ExxonMobil's move into Kurdistan sets the stage for a round of mergers and consolidations, says the region's oil minister.
ExxonMobil's Iraqi Kurdistan contract shifts landscape
ERBIL // Iraqi Kurdistan's young oil industry is set for a shake-up as the first move by an oil major sends ripples across business dealings and political negotiations.
ExxonMobil, based in Houston, has agreed to explore six blocks in the semiautonomous region in northern Iraq, home to a spectrum of small to mid-size operators from more than 17 countries, according to the regional government based in Erbil.
That landscape is to shift as the move by ExxonMobil, which also pumps oil in southern Iraq, puts pressure on Baghdad to come to a political agreement with Erbil and spurs majors to shoulder their way into the north and Kurdish producers to band together.
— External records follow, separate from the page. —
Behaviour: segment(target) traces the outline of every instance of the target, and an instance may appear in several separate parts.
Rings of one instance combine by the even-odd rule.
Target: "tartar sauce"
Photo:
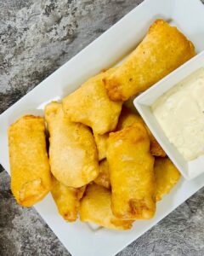
[[[204,154],[204,67],[159,97],[152,111],[186,160]]]

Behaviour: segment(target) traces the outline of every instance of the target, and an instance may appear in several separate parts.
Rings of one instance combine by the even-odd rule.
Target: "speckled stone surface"
[[[140,2],[0,0],[0,113]],[[0,255],[70,255],[9,185],[0,166]],[[204,189],[118,254],[128,255],[204,255]]]

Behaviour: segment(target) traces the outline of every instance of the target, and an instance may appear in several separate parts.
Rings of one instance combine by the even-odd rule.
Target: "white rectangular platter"
[[[141,41],[156,18],[175,24],[195,44],[197,52],[204,49],[204,5],[200,0],[145,0],[0,116],[0,163],[8,173],[8,125],[24,113],[42,113],[46,102],[66,96],[88,78],[116,64]],[[109,256],[137,239],[203,185],[204,175],[192,181],[182,179],[158,203],[153,219],[137,221],[128,231],[93,229],[79,221],[65,223],[50,195],[35,207],[73,256]]]

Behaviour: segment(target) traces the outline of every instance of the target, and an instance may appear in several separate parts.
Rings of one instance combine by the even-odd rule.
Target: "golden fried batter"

"This will make a dynamic change to the region and in the days ahead there will be a lot of consolidations and mergers," said Ashti Hawrami, the oil minister of Kurdistan. "It is vindicating our policies, and the ball is rolling."
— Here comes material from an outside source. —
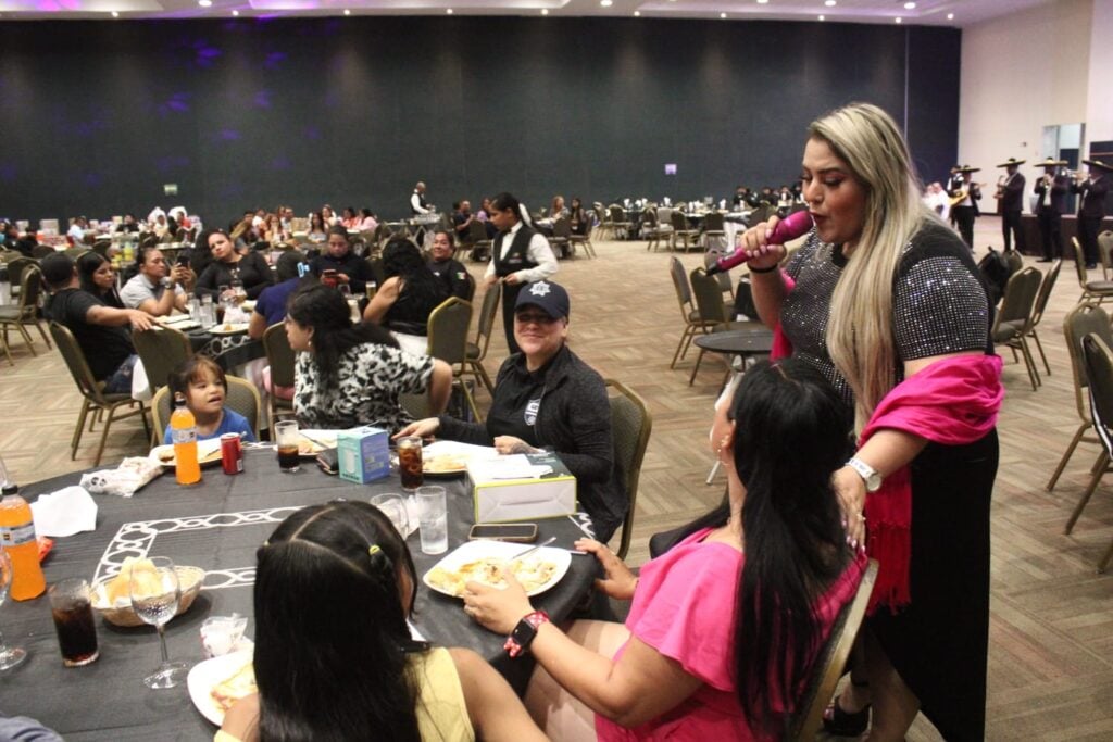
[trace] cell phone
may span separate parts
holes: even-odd
[[[469,541],[511,541],[532,544],[538,540],[536,523],[476,523],[467,534]]]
Recently the heads of DNO, the first foreign company to strike oil in Kurdistan, and Vallares, the investment vehicle that has recently agreed to merge with a Kurdish producer, have said that mergers with other regional producers would be attractive.
Until now Kurdistan's fields - estimated by the regional government to hold more than 45 billion barrels in reserves - have remained off limits to the majors who are keen to preserve their service contracts in southern Iraq. Baghdad threatens to blacklist companies that sign contracts with Kurdistan that it deems unconstitutional, and as recently as September disqualified the American producer Hess from entering into its first exploratory block auction.
ExxonMobil signed the contract to explore six blocks on October 18, including a "prize block" near the Kurdish president's house that had been reserved for a yet-to-be-created Kurdish national oil company, Dr. Hawrami said. ExxonMobil has yet to confirm the deal.
The Kurdish contract puts at risk ExxonMobil's right to pump oil from the 8.7 billion-barrel West Qurna field and a lucrative contract for water injection throughout Iraq.
But it is the size of ExxonMobil's multibillion dollar contracts that ensures that Baghdad will not be able to call its bluff, said Berge Gerdt Larsen, the executive chairman of Petrolia and former chairman of DNO.
"There you need the big money, the billions and billions of dollars that Exxon is committing," said Mr. Larsen. "So question would be, do they dare to challenge Exxon in Baghdad? I wouldn't do it."
"Nobody now can block any oil company for political reasons ... If a big American company moves in, then anybody else can move in."
Barham Salih, the prime minister of Kurdistan Regional Government, said yesterday that he had reached an agreement with the Iraqi prime minister to submit a draft of a long-awaited national oil and gas law to the Iraqi parliament by the end of the year.
That draft will enshrine the legitimacy of Kurdish oil contracts that have been contested by authorities in Baghdad, said Mr Hawrami.
"We are confident that the solution coming out of that law will respect our contracts in Kurdistan," he said.
Others seemed confident, too - including a delegation from PetroChina, the Chinese national oil company that holds stakes in Iraq's massive Rumaila oilfield, among other sites in the south.
Cao Jun, a manager at PetroChina International Iraq, allowed that his company is not technically allowed to strike deals with Kurdistan under Baghdad's blacklisting policy, but that the situation may be changing.
"This is just an opportunity to have a look, that's all," he said.